On TikTok, a video app launched in 2017 that recently hit a billion downloads, you’re likely to see a 15-second, music propelled video made by a teen in sweatpants trying to learn a trending dance. Or even firefighters goofing off, hopefully making their video in their downtime. The app’s main feed, the For You Page, compared to the Influencer-heavy Instagram Explore Page, has tweaked the aesthetic expectations of social media. It’s a Wild West, where different classes, races, genders and sexual orientations can gain notoriety and likes regardless of appearance or follower-counts.

The stars of TikTok stand out aesthetically and tonally from the plastic-smiled, brand-sponsored stars of Instagram. One TikTok user, who goes by the handle @queen.is.back.1—her second account, so named likely because she’s referred in comment sections as the “queen of TikTok”—has ended up repeatedly on the For You Page by posting videos of herself popping out of various hiding spots to the same song over and over again. Often, she’s in her McDonald’s-employee uniform, presumably on break or after a shift. The queen of TikTok always looks put together, but in every way possible she is the opposite of influencers like Marissa Fuchs. She has an identifiable, relatable job, one that doesn’t vaguely involve posting photos from the beach.
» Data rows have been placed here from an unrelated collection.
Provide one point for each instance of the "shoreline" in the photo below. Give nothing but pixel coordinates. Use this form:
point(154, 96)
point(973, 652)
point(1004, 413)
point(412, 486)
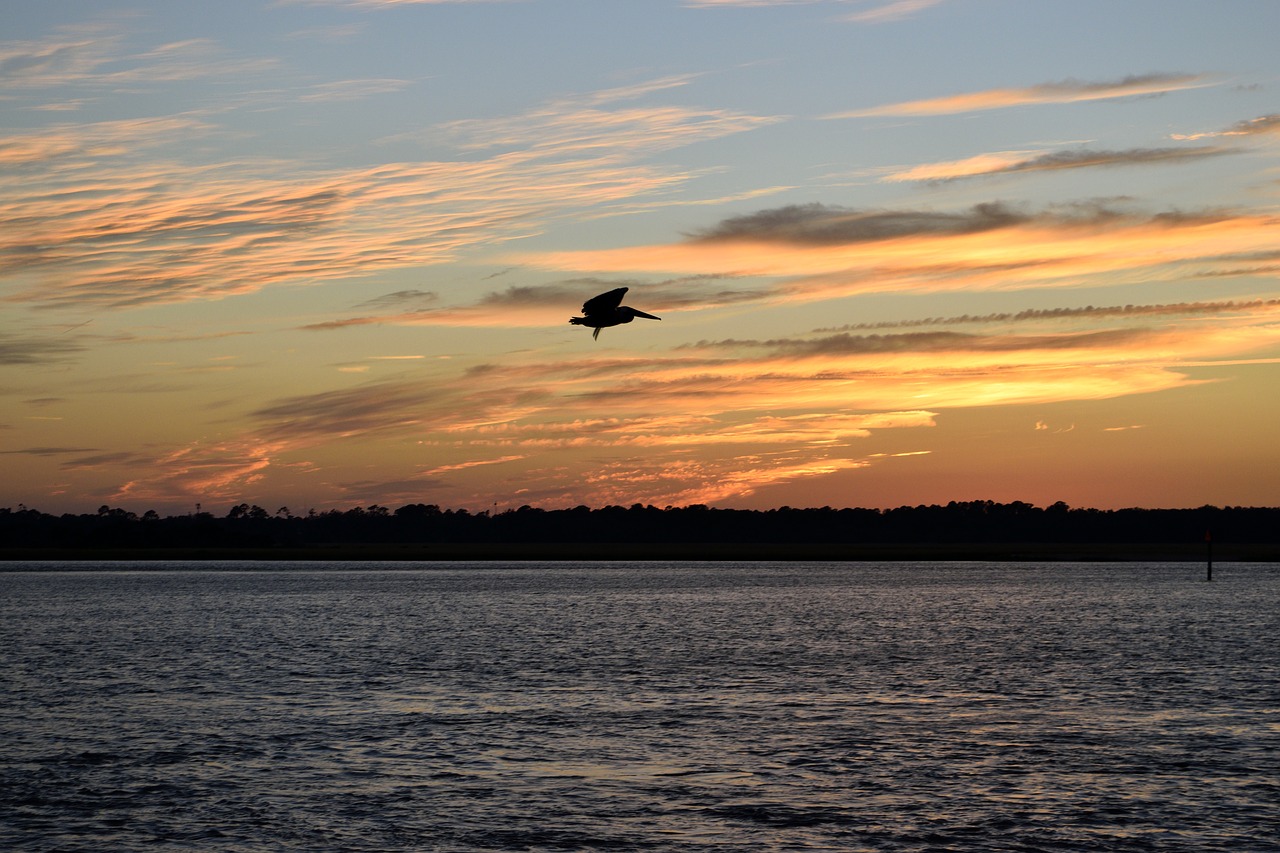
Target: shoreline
point(690, 551)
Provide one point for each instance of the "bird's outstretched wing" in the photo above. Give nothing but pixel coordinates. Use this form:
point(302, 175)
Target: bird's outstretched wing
point(604, 301)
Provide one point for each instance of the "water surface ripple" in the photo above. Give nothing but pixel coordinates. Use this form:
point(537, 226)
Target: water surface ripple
point(639, 707)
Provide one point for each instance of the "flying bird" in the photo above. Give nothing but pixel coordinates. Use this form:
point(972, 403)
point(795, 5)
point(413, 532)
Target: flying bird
point(607, 309)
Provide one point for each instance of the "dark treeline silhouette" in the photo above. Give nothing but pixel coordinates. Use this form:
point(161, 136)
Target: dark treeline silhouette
point(977, 521)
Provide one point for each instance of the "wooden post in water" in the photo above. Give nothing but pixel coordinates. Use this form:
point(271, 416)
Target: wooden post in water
point(1208, 551)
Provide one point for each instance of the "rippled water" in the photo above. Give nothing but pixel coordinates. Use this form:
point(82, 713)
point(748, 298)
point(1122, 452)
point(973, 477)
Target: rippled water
point(640, 707)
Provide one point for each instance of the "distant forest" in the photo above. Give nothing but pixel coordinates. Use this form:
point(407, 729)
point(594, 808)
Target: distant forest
point(24, 532)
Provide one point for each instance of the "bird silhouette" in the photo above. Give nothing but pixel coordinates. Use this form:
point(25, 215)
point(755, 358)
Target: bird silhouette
point(607, 309)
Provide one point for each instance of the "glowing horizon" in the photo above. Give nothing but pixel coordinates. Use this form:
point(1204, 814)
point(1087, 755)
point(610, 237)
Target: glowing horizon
point(321, 254)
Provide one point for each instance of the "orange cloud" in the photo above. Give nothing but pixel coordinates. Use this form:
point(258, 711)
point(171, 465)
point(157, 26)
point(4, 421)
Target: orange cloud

And she looks like she’s genuinely having fun, using TikTok as an outlet from her daily grind. The result is an authenticity, goofy and unfiltered, and it has garnered her over 6 million likes and 423,500 followers.

A user launches the TikTok app. vishek Das/SOPA Images/LightRocket via Getty Images

The memes that trend on TikTok, and get users featured on the For You Page, also cater to a demographic tired of pseudo-celebrities pretending to have perfect lives. An audio that begins with the phrase “Middle-class check” has been recycled throughout the app with users showing components of their “middle-class” lives: average homes, cars, maybe a sink filled with dirty dishes. People on the app have interpreted middle-class differently, some houses are bigger than others, but in almost all of the 8,000 videos featuring this audio, the user takes ownership of their life as it really is, rather than how they’d like it to appear.

This is not to say that TikTok has avoided the curated aesthetics of influencer-types altogether. Many users have crossed over from other platforms (Instagram, YouTube and TikTok’s first iteration, Musical.ly) and brought their substantial followings with them. But with TikTok’s “duets”—response videos that appear alongside the original content—users are able to directly confront the presence of their more Photoshopped peers, and the results are popular. So when someone like Sebastian Bails, a hyper-tanned YouTuber who plays pranks on friends, posts a TikTok video to his 6 million followers, it’s almost guaranteed that another user will “duet” with him. In the “duet” they might question the authenticity of the prank or apply a meme that highlights the ridiculousness of his over-processed look. Reaction videos like these don’t need to come from someone with a massive following in order to get traction, they find their way to the For You Page, and to tens of thousands of likes, by resonating with people baffled with the inauthenticity of creators like Bails.

Despite the app’s surge in popularity, TikTok still feels untamed and less like the brand marketplace that Instagram and YouTube have become. It also lacks the overbearing social component of apps like Facebook (META), where a mom or aunt’s prying eyes are always lurking. For the most part, people feel safe to be weird, messy and themselves on the app. In order to  maintain success, the app will have to thread the needle between producing revenue by expanding advertising (which they have already begun to do) and maintaining the app’s creative components—without turning into the brand-driven ecosystem that had users growing tired of its competitors in the first place.